Scrapie found in Alberta sheep

A case of scrapie, a fatal disease affecting sheep and goats, has been confirmed in an Alberta sheep.

Alberta Lamb Producers said today that the disease was confirmed in late June in a sheep that had lived on multiple premises. Two Alberta flocks have now been quarantined. Their location was not disclosed.

Scrapie is a reportable disease and a type of transmissible spongiform encephalopathy in the same broad category as BSE. The Canadian Food Inspection Agency is now investigating.

The disease is not new to Canada. Two cases were confirmed in Manitoba goats in 2018 and nine incidents in sheep and goats were reported in Manitoba, Saskatchewan, Alberta and Quebec in 2017. Other cases have been found in years before that as well.
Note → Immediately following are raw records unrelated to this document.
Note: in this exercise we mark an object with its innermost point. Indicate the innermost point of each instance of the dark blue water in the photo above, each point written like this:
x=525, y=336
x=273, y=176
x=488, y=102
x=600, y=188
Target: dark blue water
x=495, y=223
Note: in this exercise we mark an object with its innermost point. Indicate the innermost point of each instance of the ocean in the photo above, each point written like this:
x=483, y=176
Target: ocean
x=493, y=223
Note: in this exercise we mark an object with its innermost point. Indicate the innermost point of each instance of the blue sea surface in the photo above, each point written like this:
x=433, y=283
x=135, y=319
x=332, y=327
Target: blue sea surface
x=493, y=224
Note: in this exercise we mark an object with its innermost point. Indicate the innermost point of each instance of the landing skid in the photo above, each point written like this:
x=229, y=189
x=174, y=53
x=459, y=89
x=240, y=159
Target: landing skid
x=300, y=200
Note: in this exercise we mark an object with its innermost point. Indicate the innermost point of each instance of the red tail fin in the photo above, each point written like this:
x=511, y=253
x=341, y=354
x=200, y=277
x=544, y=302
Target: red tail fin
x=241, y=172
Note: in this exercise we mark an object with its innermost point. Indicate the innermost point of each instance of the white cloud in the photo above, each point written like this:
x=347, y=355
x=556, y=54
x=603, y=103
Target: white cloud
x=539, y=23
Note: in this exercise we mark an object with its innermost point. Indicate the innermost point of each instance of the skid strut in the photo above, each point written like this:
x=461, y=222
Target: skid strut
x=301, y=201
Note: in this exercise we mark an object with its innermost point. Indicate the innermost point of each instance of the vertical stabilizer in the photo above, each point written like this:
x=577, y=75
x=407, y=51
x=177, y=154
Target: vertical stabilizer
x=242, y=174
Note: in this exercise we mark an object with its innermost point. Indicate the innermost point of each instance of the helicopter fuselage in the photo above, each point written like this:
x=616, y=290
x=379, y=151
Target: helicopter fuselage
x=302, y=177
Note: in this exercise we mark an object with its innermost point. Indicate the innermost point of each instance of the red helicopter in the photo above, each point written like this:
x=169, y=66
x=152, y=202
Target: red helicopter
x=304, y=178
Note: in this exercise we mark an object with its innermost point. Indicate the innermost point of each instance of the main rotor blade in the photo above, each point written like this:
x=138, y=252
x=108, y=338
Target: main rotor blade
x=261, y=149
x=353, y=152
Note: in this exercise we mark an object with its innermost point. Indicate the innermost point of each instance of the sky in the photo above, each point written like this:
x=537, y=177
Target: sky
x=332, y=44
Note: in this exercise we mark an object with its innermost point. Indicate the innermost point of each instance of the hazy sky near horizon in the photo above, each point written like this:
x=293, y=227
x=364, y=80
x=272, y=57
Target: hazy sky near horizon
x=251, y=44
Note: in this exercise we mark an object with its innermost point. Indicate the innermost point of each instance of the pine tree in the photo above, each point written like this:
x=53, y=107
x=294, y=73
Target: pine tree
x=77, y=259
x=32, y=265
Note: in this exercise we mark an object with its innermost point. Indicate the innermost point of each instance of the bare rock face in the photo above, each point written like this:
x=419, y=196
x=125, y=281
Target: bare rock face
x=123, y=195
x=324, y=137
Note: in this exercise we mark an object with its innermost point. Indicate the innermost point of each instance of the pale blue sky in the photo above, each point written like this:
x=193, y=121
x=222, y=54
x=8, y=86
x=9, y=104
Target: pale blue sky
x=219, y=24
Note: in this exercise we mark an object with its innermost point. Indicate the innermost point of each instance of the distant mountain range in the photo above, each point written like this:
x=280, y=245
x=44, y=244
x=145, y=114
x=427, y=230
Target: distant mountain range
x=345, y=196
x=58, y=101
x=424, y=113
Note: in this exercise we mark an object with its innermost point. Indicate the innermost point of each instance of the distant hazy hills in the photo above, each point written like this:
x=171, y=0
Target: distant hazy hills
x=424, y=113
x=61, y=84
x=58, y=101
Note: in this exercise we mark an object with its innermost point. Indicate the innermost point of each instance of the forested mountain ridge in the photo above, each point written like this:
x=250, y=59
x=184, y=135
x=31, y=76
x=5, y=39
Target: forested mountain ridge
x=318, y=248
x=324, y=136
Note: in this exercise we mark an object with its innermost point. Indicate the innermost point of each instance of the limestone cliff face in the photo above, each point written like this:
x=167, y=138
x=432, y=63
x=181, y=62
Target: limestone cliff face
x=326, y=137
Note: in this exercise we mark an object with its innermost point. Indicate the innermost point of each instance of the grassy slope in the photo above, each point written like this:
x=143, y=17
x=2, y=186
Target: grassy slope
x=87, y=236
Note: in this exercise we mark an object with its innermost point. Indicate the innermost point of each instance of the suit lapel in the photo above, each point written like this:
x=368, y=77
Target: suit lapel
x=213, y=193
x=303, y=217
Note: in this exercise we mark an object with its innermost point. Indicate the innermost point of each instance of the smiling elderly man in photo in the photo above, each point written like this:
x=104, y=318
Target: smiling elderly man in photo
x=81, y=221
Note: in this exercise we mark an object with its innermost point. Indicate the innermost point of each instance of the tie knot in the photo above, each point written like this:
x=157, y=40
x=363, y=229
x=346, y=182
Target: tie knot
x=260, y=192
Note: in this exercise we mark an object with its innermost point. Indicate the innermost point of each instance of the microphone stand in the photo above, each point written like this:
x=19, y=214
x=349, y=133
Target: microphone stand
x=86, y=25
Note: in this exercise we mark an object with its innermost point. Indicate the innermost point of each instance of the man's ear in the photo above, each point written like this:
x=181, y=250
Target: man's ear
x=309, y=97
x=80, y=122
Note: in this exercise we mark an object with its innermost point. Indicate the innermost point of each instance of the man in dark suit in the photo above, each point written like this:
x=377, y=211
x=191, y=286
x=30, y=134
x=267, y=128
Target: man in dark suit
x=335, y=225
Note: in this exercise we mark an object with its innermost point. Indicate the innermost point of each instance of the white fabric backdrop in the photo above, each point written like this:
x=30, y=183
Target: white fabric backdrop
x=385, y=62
Canada has a national scrapie eradication program and has been working to eliminate the disease through surveillance, controlling it on farms where it is detected and providing support for a scrapie flock certification program.

The CFIA has a protocol for dealing with infected animals. It includes investigation, testing, destruction and disposal of infected animals, followed by disinfection. Compensation may be provided to owners whose animals are ordered destroyed as a result of the investigation.

Scrapie has a long incubation period, which can allow infected animals to spread the illness before it is detected.

Symptoms vary but can include behavioural changes such as aggression, tremors and abnormal gait. Infected animals pose no health risk to humans.